MJ: Is that why you’ve kept it just the two of you—no other musicians?
GW: I think it is. Ever since Time (The Revelator), in 2001, when we started our own record label and started producing ourselves, I’d be hard-pressed to find any more self-sufficient artists out there. That strain of independence, verging on isolationism, always runs through our work. We didn’t even talk about it; it had to be strictly a duet record. That’s our band. We didn’t need any further ornamentation. Once we got these songs together and got into the studio, things went really quickly and intuitively. Most are take one or two—everything is live, just sitting in front of each other playing. It’s just funny to realize that not many people still do that now. I’m really proud of how it sounds, and that’s really saying something, because all we’re trying to do is simply to like the stuff we’re doing. That’s the bar we try to get over.
MJ: You’ve recently decided to do your touring exclusively by car. How come?

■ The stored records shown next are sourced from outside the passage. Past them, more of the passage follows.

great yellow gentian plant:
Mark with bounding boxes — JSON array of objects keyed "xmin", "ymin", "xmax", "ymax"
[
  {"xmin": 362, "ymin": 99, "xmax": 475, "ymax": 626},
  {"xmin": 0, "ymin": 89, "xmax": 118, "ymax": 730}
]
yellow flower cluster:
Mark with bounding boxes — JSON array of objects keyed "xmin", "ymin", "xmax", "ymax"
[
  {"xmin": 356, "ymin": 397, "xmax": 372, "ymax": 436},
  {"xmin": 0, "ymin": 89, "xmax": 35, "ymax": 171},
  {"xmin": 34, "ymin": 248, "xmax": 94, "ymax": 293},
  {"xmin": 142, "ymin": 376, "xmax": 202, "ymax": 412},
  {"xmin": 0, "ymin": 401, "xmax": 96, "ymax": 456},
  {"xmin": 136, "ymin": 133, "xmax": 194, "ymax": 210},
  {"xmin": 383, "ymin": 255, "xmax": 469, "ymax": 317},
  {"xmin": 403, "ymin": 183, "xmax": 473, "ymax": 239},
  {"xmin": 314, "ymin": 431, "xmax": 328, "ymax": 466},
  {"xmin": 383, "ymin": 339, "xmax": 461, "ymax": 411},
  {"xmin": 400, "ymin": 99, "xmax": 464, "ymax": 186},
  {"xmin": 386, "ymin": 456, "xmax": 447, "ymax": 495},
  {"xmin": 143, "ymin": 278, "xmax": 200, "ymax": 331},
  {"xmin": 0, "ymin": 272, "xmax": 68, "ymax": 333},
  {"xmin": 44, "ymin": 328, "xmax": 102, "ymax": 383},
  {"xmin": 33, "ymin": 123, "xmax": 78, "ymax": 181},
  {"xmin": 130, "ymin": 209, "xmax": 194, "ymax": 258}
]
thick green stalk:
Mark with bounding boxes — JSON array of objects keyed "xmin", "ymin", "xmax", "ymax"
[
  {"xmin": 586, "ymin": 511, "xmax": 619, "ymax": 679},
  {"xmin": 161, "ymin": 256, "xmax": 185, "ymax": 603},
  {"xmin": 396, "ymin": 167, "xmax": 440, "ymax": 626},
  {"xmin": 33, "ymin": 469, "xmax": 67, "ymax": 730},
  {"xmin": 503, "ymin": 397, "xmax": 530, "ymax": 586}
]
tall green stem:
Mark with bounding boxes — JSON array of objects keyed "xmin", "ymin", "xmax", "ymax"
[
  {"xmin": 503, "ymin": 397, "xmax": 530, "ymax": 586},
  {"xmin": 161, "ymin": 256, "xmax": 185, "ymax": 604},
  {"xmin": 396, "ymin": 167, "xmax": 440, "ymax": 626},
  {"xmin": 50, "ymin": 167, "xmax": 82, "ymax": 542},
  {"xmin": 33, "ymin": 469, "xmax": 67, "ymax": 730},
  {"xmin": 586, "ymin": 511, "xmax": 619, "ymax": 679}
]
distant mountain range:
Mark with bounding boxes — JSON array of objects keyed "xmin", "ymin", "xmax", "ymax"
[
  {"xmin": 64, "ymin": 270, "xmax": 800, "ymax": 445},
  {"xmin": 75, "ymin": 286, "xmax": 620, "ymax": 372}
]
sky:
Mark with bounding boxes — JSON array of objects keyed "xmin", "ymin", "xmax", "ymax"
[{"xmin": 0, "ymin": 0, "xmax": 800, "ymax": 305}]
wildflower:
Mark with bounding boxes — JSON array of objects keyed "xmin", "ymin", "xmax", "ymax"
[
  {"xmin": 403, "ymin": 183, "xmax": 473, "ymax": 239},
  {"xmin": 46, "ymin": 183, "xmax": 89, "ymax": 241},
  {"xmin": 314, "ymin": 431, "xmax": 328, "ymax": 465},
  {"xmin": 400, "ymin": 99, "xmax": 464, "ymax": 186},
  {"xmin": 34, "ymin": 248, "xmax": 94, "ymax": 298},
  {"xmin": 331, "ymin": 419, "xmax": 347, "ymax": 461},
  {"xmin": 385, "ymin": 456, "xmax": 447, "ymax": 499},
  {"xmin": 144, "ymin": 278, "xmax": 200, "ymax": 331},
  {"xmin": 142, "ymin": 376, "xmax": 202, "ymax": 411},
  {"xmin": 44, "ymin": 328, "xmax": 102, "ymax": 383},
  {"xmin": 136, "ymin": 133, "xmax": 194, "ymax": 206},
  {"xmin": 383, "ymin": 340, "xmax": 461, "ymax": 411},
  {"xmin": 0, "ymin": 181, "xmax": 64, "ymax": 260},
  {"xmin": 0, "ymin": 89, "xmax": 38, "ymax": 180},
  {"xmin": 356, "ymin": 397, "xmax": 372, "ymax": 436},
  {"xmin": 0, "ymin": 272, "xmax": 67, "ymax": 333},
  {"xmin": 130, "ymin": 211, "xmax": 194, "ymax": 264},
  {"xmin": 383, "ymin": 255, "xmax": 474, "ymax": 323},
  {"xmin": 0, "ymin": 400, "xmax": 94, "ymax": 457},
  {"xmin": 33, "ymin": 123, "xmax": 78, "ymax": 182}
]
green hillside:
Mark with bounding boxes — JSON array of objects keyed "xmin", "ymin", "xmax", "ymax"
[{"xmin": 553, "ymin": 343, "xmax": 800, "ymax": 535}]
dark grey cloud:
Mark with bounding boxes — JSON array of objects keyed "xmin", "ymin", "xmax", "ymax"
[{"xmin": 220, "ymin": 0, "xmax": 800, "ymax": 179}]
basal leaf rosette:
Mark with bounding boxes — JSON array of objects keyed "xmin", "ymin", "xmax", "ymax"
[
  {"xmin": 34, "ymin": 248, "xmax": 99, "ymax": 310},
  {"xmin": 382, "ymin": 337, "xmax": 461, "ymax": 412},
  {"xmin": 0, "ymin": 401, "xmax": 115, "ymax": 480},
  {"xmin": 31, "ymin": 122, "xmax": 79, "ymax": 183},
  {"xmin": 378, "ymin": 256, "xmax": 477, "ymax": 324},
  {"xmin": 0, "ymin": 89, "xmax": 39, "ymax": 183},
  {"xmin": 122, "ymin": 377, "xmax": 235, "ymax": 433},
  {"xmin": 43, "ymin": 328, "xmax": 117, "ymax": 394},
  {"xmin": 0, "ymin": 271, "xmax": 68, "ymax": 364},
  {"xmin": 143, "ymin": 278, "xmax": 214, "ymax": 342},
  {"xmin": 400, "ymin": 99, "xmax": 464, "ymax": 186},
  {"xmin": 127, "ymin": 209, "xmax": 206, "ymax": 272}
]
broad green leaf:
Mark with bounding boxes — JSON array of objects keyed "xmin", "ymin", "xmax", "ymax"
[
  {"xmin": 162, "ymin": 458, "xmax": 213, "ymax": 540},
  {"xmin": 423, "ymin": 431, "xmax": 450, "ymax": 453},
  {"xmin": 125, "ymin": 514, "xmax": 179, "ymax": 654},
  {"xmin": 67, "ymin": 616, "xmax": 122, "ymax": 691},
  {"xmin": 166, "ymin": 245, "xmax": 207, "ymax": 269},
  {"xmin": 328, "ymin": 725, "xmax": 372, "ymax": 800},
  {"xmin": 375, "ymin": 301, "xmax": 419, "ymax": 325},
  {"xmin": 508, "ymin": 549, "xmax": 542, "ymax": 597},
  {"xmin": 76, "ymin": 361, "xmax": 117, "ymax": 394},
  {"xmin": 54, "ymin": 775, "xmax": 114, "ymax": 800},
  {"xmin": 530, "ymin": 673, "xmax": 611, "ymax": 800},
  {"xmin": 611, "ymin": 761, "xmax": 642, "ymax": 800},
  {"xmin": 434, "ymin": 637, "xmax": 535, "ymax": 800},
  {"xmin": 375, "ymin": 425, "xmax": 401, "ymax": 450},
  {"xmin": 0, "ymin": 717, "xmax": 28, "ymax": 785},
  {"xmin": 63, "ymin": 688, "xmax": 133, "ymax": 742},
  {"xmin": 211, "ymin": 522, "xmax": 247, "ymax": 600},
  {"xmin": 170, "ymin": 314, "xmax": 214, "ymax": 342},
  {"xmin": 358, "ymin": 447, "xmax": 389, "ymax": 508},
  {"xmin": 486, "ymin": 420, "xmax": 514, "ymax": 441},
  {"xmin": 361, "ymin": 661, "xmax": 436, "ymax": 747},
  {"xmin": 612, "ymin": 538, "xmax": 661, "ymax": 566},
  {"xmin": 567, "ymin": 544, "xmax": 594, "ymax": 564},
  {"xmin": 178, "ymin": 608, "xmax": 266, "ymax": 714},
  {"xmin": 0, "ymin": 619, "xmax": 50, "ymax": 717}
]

GW: There was something we were finding increasingly dislocating about airplane travel, the lack of acknowledgment of space and miles and movement. It’s really grounding to do all the travel in the car—Dave said he feels our thoughts and our selves gathering weight. The topography, culture, and language of this country figure prominently in our work. I mostly read American authors for this same reason. We even stopped taking I-40, which is the fastest way, and started spending more time on I-70, I-10, just moving around. I know it’s part of this record, that we dispensed with the fastest route.
MJ: That sounds a little academic. In fact, haven’t you always had to deal with roots-music purists asking, “but is she authentic”?
GW: I think part of the maturity and comfort of this record is that now the question doesn’t make me a bit uncomfortable. I’m happy that the world has come to the same conclusion. But that’s kind of incidental—the main thing is that I don’t worry about it any more.